Suikast zanlıları O.G. ve A.A’nın “Erdal Erdoğan yaptırmadı” diyerek ifadelerini değiştirmelerine rağmen Erdoğan tutuklanınca, beldede yeniden başkan vekilliği seçimi gündeme geldi. Ancak bir skandal da bu seçim sürecinde yaşandı.
Bu kez adam kaçırma
Başkan ve 9 üyeden oluşan Belediye Meclisi’nden iki kişinin ölüm ve tutuklanma nedeniyle ayrılması üzerine 4’er Ak Partili ve MHP’li önceki gün seçim yapmak için toplandı, daha doğrusu toplanamadı. Çünkü Ak Partili üyelerden Cemal Çetin, bir gün önce bazı kişilerce kaçırıldı. Çetin, kendisi olmadığı sırada yapılan seçimin ardından sağ salim bulunurken, kendisini kaçıran M.K., D.Ö., Y.B. ile H.T. yakalandı. Çetin yaşadıklarını Milliyet’e şöyle anlattı.
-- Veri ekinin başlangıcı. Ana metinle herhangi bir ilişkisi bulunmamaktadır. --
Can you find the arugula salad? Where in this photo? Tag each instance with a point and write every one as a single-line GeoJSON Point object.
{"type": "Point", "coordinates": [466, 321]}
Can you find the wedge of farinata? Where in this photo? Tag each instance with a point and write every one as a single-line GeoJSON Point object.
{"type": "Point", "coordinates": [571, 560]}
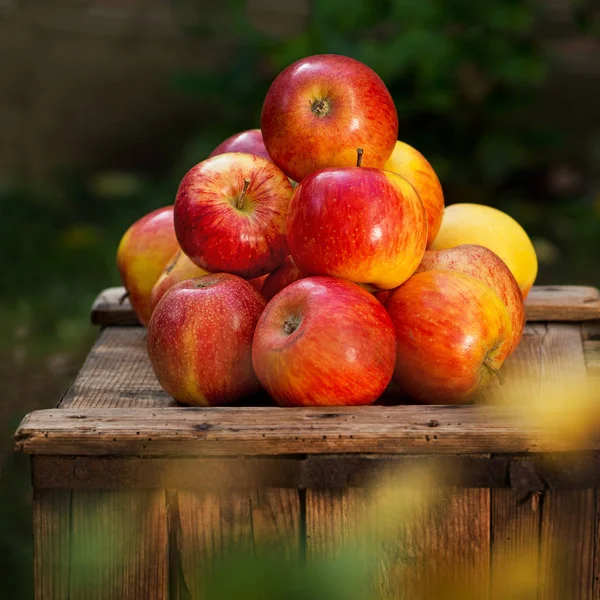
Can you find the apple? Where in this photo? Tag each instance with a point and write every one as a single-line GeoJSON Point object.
{"type": "Point", "coordinates": [200, 339]}
{"type": "Point", "coordinates": [453, 334]}
{"type": "Point", "coordinates": [142, 255]}
{"type": "Point", "coordinates": [494, 229]}
{"type": "Point", "coordinates": [323, 341]}
{"type": "Point", "coordinates": [179, 268]}
{"type": "Point", "coordinates": [249, 141]}
{"type": "Point", "coordinates": [413, 166]}
{"type": "Point", "coordinates": [361, 224]}
{"type": "Point", "coordinates": [481, 263]}
{"type": "Point", "coordinates": [230, 214]}
{"type": "Point", "coordinates": [286, 274]}
{"type": "Point", "coordinates": [258, 282]}
{"type": "Point", "coordinates": [320, 109]}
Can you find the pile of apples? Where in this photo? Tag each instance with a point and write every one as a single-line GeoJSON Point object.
{"type": "Point", "coordinates": [314, 258]}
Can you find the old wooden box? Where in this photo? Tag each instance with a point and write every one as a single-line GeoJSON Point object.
{"type": "Point", "coordinates": [135, 497]}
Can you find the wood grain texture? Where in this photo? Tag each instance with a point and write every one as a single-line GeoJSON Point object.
{"type": "Point", "coordinates": [119, 545]}
{"type": "Point", "coordinates": [112, 308]}
{"type": "Point", "coordinates": [267, 431]}
{"type": "Point", "coordinates": [567, 545]}
{"type": "Point", "coordinates": [215, 528]}
{"type": "Point", "coordinates": [515, 529]}
{"type": "Point", "coordinates": [544, 303]}
{"type": "Point", "coordinates": [417, 549]}
{"type": "Point", "coordinates": [117, 374]}
{"type": "Point", "coordinates": [51, 543]}
{"type": "Point", "coordinates": [562, 303]}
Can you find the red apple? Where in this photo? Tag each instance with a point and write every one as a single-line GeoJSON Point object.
{"type": "Point", "coordinates": [230, 214]}
{"type": "Point", "coordinates": [413, 166]}
{"type": "Point", "coordinates": [286, 274]}
{"type": "Point", "coordinates": [250, 142]}
{"type": "Point", "coordinates": [320, 109]}
{"type": "Point", "coordinates": [453, 334]}
{"type": "Point", "coordinates": [365, 225]}
{"type": "Point", "coordinates": [481, 263]}
{"type": "Point", "coordinates": [257, 282]}
{"type": "Point", "coordinates": [200, 339]}
{"type": "Point", "coordinates": [179, 268]}
{"type": "Point", "coordinates": [323, 341]}
{"type": "Point", "coordinates": [143, 252]}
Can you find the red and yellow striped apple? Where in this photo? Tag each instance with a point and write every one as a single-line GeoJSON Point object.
{"type": "Point", "coordinates": [323, 341]}
{"type": "Point", "coordinates": [481, 263]}
{"type": "Point", "coordinates": [249, 141]}
{"type": "Point", "coordinates": [230, 214]}
{"type": "Point", "coordinates": [453, 334]}
{"type": "Point", "coordinates": [365, 225]}
{"type": "Point", "coordinates": [143, 252]}
{"type": "Point", "coordinates": [179, 268]}
{"type": "Point", "coordinates": [200, 339]}
{"type": "Point", "coordinates": [320, 109]}
{"type": "Point", "coordinates": [413, 166]}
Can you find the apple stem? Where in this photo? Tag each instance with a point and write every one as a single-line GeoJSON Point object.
{"type": "Point", "coordinates": [359, 152]}
{"type": "Point", "coordinates": [240, 201]}
{"type": "Point", "coordinates": [495, 372]}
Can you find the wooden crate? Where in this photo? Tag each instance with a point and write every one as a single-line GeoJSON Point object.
{"type": "Point", "coordinates": [138, 498]}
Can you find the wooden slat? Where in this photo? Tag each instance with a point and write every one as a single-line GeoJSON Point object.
{"type": "Point", "coordinates": [419, 550]}
{"type": "Point", "coordinates": [119, 545]}
{"type": "Point", "coordinates": [596, 573]}
{"type": "Point", "coordinates": [111, 307]}
{"type": "Point", "coordinates": [567, 546]}
{"type": "Point", "coordinates": [51, 543]}
{"type": "Point", "coordinates": [254, 431]}
{"type": "Point", "coordinates": [524, 474]}
{"type": "Point", "coordinates": [544, 303]}
{"type": "Point", "coordinates": [117, 374]}
{"type": "Point", "coordinates": [214, 528]}
{"type": "Point", "coordinates": [562, 303]}
{"type": "Point", "coordinates": [515, 528]}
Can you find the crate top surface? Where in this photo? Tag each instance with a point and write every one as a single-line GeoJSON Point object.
{"type": "Point", "coordinates": [116, 407]}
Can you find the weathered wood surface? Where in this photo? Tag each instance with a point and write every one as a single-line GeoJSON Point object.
{"type": "Point", "coordinates": [51, 543]}
{"type": "Point", "coordinates": [515, 527]}
{"type": "Point", "coordinates": [525, 475]}
{"type": "Point", "coordinates": [269, 431]}
{"type": "Point", "coordinates": [117, 372]}
{"type": "Point", "coordinates": [567, 546]}
{"type": "Point", "coordinates": [544, 303]}
{"type": "Point", "coordinates": [210, 529]}
{"type": "Point", "coordinates": [410, 546]}
{"type": "Point", "coordinates": [119, 545]}
{"type": "Point", "coordinates": [100, 545]}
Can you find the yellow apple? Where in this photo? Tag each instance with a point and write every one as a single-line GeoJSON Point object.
{"type": "Point", "coordinates": [490, 227]}
{"type": "Point", "coordinates": [415, 168]}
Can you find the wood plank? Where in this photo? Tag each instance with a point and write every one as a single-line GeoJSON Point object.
{"type": "Point", "coordinates": [591, 350]}
{"type": "Point", "coordinates": [268, 431]}
{"type": "Point", "coordinates": [119, 545]}
{"type": "Point", "coordinates": [416, 549]}
{"type": "Point", "coordinates": [515, 529]}
{"type": "Point", "coordinates": [567, 545]}
{"type": "Point", "coordinates": [117, 374]}
{"type": "Point", "coordinates": [562, 303]}
{"type": "Point", "coordinates": [544, 303]}
{"type": "Point", "coordinates": [522, 371]}
{"type": "Point", "coordinates": [51, 543]}
{"type": "Point", "coordinates": [111, 307]}
{"type": "Point", "coordinates": [215, 528]}
{"type": "Point", "coordinates": [596, 572]}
“Belediye Meclisi üyelerinin kaçırılacağı halk arasında konuşuluyordu. Ama ben olacağım aklıma hiç gelmedi. Silahlı üç kişi yolumu kesti. Siyah bir Tempra’yla kaçırdılar. Bana ‘Sana zarar vermeyeceğiz. Seçim bittikten sonra bırakacağız. Direnmezsen canın yanmaz’ dediler.
Daha önce karşılaşmıştım bu adamlarla. Telefonla bir yerle konuştular. Birbirlerine ‘Abi yandık kameraya alınmışız. Evlerimizi basmışlar’ dediler. Bana iyi davrandılar. Seçimden sonra beni bıraktılar.”
4 üyeyle seçim
Ak Partililer tarafından Çetin’i kaçırmayı planlamakla suçlanan MHP’li Cengiz Arslan ise iddiaları reddediyor:
“Bu, AKP’lilerin komplosu. Kaçırma olunca suçlu otomatikman biz gözükecektik. Öyle de yaptılar. Biz kimseyi kaçırmadık. Onlar gibi katil de değilim. Koltuk için adam öldürmedik. Mart 2009 seçimlerini kazanmamızı bir türlü hazmedemediler. Kavganın sebebi bu.”
Çetin’in seçime gelmemesi üzerine geçici başkan vekilliği yapan Memduh Bağrıaçık, toplantıya katılan 7 üyeye seçimin 18 Nisan’a ertelendiğini duyuruyor. Ancak MHP’liler seçimin yapılmasını istiyor. Bağrıaçık toplantı kayıtlarını yanına alarak salonu terk ederken, MHP’liler seçimi devam ettiriyor ve Arslan’ı başkan vekilliğine seçiyor.
İki parti de İl Seçim Kurulu’nun kararını beklerken, kasabadaki yoğun güvenlik önlemleri de gözümüzden kaçmadı. Jandarma kasabanın giriş-çıkışlarını kontrol altına almış durumda. Barikat oluşturan jandarma yetkilileri “Kasaba günlerdir yatışmadı. Civar bölgelerden de destek aldık. Sürekli nöbetteyiz” diyor.
Hacılar’ın yaşlıları, “Eskiden yokluktan çarıkla dolaşırdık. Şimdi zenginlik var ama paylaşamıyorlar” diyor.
MHP’li Belediye Başkanı Memduh Bodur’un öldürülmesi üzerine gerilim tırmandı.